April 25, 2024

Sanctuary from Nothing

Spectator
By Stephen Tuttle | Feb. 15, 2020

Kalkaska County is now a Second Amendment sanctuary county. Gun owners there will now be safe from an intrusive government and so-called red flag laws, universal background checks, and prohibitions against semi-automatic long guns and high-capacity magazines. 
 
As a bonus, their declaration says their county prosecutor has the discretion to simply ignore any such unconstitutional laws. 
 
Except none of that exists. Michigan has no red flag law, there are no universal background checks, and no prohibition against so-called assault rifles. So Kalkaska County Commissioners have taken a bold stand against ... nothing. 
 
What has made Kalkaska gun-rights advocates so paranoid they believe a declaration protecting them from rules that don't exist is required? 
 
Red flag laws, also known as extreme risk protection orders (ERPO), allow police, or in some states, family members or other members of the public, to petition a state court to temporarily remove firearms from someone that court deems a danger to themselves or others. Currently, 17 states and the District of Colombia have such laws, though each is slightly different. 
 
The weapons can be removed briefly or for up to a year. Thousands of such orders have already been issued in states with the laws. They popped up in response to our epidemic of mass shootings, a problem those orders don't actually resolve. It is far more likely to be used when someone is threatening suicide — nearly 60 percent of gun deaths are suicides — or in domestic violence situations. The idea is to remove weapons while someone gets the counseling they need. 
 
According APM Research, about 77 percent of the country support or strongly support such laws. Federal district courts in both Indiana and Connecticut have ruled the laws constitutional though no case has yet made it to the appellate level, much less the Supreme Court. 
 
Universal background checks try to weed out potential gun owners with histories of behavioral and mental health issues, or most felony convictions.

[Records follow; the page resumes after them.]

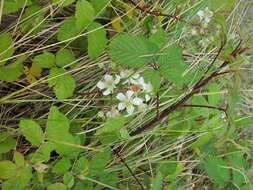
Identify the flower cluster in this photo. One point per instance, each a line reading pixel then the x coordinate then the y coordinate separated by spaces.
pixel 133 92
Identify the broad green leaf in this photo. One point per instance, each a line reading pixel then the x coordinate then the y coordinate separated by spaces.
pixel 154 78
pixel 19 159
pixel 45 60
pixel 6 47
pixel 81 166
pixel 216 169
pixel 68 180
pixel 64 57
pixel 129 50
pixel 58 132
pixel 171 65
pixel 12 6
pixel 22 179
pixel 7 143
pixel 32 131
pixel 224 5
pixel 99 5
pixel 67 30
pixel 99 161
pixel 159 38
pixel 32 20
pixel 111 130
pixel 62 82
pixel 157 182
pixel 8 169
pixel 96 40
pixel 57 186
pixel 84 14
pixel 61 166
pixel 63 3
pixel 13 71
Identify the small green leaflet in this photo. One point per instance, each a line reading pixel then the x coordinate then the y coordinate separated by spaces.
pixel 8 169
pixel 62 82
pixel 111 130
pixel 84 14
pixel 57 186
pixel 64 57
pixel 32 131
pixel 67 30
pixel 6 47
pixel 96 40
pixel 99 5
pixel 45 60
pixel 13 71
pixel 129 50
pixel 171 65
pixel 61 166
pixel 216 169
pixel 99 161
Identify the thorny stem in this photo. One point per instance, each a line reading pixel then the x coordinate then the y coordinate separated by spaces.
pixel 195 89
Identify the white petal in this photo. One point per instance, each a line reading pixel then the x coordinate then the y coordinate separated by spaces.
pixel 121 96
pixel 117 79
pixel 121 106
pixel 108 77
pixel 130 109
pixel 137 101
pixel 200 14
pixel 129 93
pixel 147 97
pixel 101 85
pixel 107 92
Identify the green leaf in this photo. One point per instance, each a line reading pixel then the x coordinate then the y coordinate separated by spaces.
pixel 64 57
pixel 19 159
pixel 99 5
pixel 12 72
pixel 84 14
pixel 157 183
pixel 96 40
pixel 111 130
pixel 99 161
pixel 62 82
pixel 45 60
pixel 68 180
pixel 7 143
pixel 129 50
pixel 57 186
pixel 32 131
pixel 61 166
pixel 67 30
pixel 22 179
pixel 224 5
pixel 81 166
pixel 8 169
pixel 154 78
pixel 171 65
pixel 6 47
pixel 58 132
pixel 216 169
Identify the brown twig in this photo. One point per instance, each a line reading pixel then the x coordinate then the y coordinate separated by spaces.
pixel 156 13
pixel 195 89
pixel 130 170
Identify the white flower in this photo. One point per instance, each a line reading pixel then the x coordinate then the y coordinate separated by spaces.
pixel 127 101
pixel 113 112
pixel 205 16
pixel 109 83
pixel 126 73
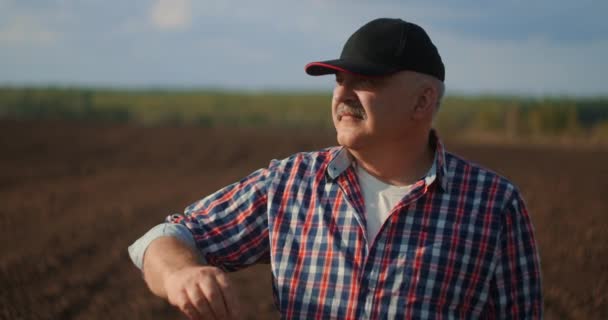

According to both the Gallop Poll and Pew Research, support for such background checks hovers at or near 90 percent.
 
Gun dealers already have to submit gun ownership applications to the FBI for background checks, but Congress, always fearful of the National Rifle Association, has failed to act on several attempts to expand that to include gun shows and individual sales.   
 
We once had a ban on so-called assault weapons, those long guns cosmetically designed to look like military weapons. From 1994 through 2004, the sale of both the weapons and high-capacity magazines were outlawed, bans never overturned by the courts. The George W. Bush administration and Congress allowed the law to expire. 
 
Though the numbers fluctuate depending on what weapon was used in the latest mass shooting, about 60 percent of American support such a ban. Both New York and Connecticut have passed statewide bans, and federal appellate courts have upheld both. 
 
In the case District of Colombia v. Heller, the U.S. Supreme Court ruled that private gun ownership, absent militia membership, was protected by the Second Amendment. But they left the door wide open for Congress or individual states to create restrictions on most everything other than an outright ban. 
 
Since then, our top court has refused to even hear any case involving anything but handguns, allowing lower court rulings that uphold restrictions to stand. There is no constitutional prohibition, at least so far, against restricting the kinds of weapons, magazines, or ammunition individuals can use. 
 
That's the real point: The federal courts get to decide what is constitutional and what is not. County commissions aren't really in a position to make such a decision, nor are individuals who are positive they get to decide, a position ironically far outside the actual Constitution. 
 
We give law enforcement significant discretion to do their jobs — maybe we'll get a ticket, or maybe we'll just get a warning. Maybe they'll pull over that car that slowly rolled through the stop sign, or maybe they'll let it go.
 
Likewise, prosecutors have significant discretion as to whether or not you'll be charged with a crime and what crime that might be. Plea bargains, also part of prosecutorial discretion, are common practice, lest the entire judicial system becomes impossibly unwieldy. 
 
But neither law enforcement nor prosecutors nor individual citizens ultimately get to decide what's constitutional. We leave that decision to the judiciary and, ultimately, the Supreme Court. If Michigan, or any other state, passes red flag, background check, or assault weapon laws, and the Supreme Court rules them to be constitutional, then they are, and we rightfully expect those laws to be enforced. (Yes, the same holds true for immigration laws.)
 
If those who are sworn to uphold the law, or take an oath to defend the Constitution, find themselves unable to do so, they should resign. Self-proclaimed constitutional experts don't get to overrule our federal courts.